Weiters heißt es: "In einem Standardwerk zum deutschen Grundgesetz (1) schreibt der renommierte Rundfunkjurist und jetzige Präsident des Verfassungsgerichtshofes, Christoph Grabenwarter über die Leitungs- und Aufsichtsorgane im Rundfunk: 'Herrscht in den Organen eine große Mehrheit von Vertretern der Regierungspartei(en), wird Artikel 10 der Europäischen Menschenrechtskonvention verletzt. Laut diesem Artikel der EMRK muss die 'Vielfalt im Rundfunk' gewährleistet sein. Die Europäische Menschenrechtskonvention ist Teil der österreichischen Verfassung."

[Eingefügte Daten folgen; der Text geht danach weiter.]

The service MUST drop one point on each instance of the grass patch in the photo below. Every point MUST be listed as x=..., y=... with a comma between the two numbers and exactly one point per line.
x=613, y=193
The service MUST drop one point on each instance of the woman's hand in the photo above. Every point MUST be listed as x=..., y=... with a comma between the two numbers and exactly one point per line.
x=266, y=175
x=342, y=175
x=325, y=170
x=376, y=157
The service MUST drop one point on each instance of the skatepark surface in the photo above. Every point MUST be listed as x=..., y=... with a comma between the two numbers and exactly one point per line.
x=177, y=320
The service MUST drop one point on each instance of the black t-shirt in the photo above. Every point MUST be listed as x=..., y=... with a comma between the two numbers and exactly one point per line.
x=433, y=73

Hier der Wortlaut: Artikel 10 – Freiheit der Meinungsäußerung

(1) Jedermann hat Anspruch auf freie Meinungsäußerung. Dieses Recht schließt die Freiheit der Meinung und die Freiheit zum Empfang und zur Mitteilung von Nachrichten oder Ideen ohne Eingriffe öffentlicher Behörden und ohne Rücksicht auf Landesgrenzen ein. Dieser Artikel schließt nicht aus, daß die Staaten Rundfunk-, Lichtspiel- oder Fernsehunternehmen einem Genehmigungsverfahren unterwerfen.

(2) Da die Ausübung dieser Freiheiten Pflichten und Verantwortung mit sich bringt, kann sie bestimmten, vom Gesetz vorgesehenen Formvorschriften, Bedingungen, Einschränkungen oder Strafdrohungen unterworfen werden, wie sie in einer demokratischen Gesellschaft im Interesse der nationalen Sicherheit, der territorialen Unversehrtheit oder der öffentlichen Sicherheit, der Aufrechterhaltung der Ordnung und der Verbrechensverhütung, des Schutzes der Gesundheit und der Moral, des Schutzes des guten Rufes oder der Rechte anderer unentbehrlich sind, um die Verbreitung von vertraulichen Nachrichten zu verhindern oder das Ansehen und die Unparteilichkeit der Rechtsprechung zu gewährleisten.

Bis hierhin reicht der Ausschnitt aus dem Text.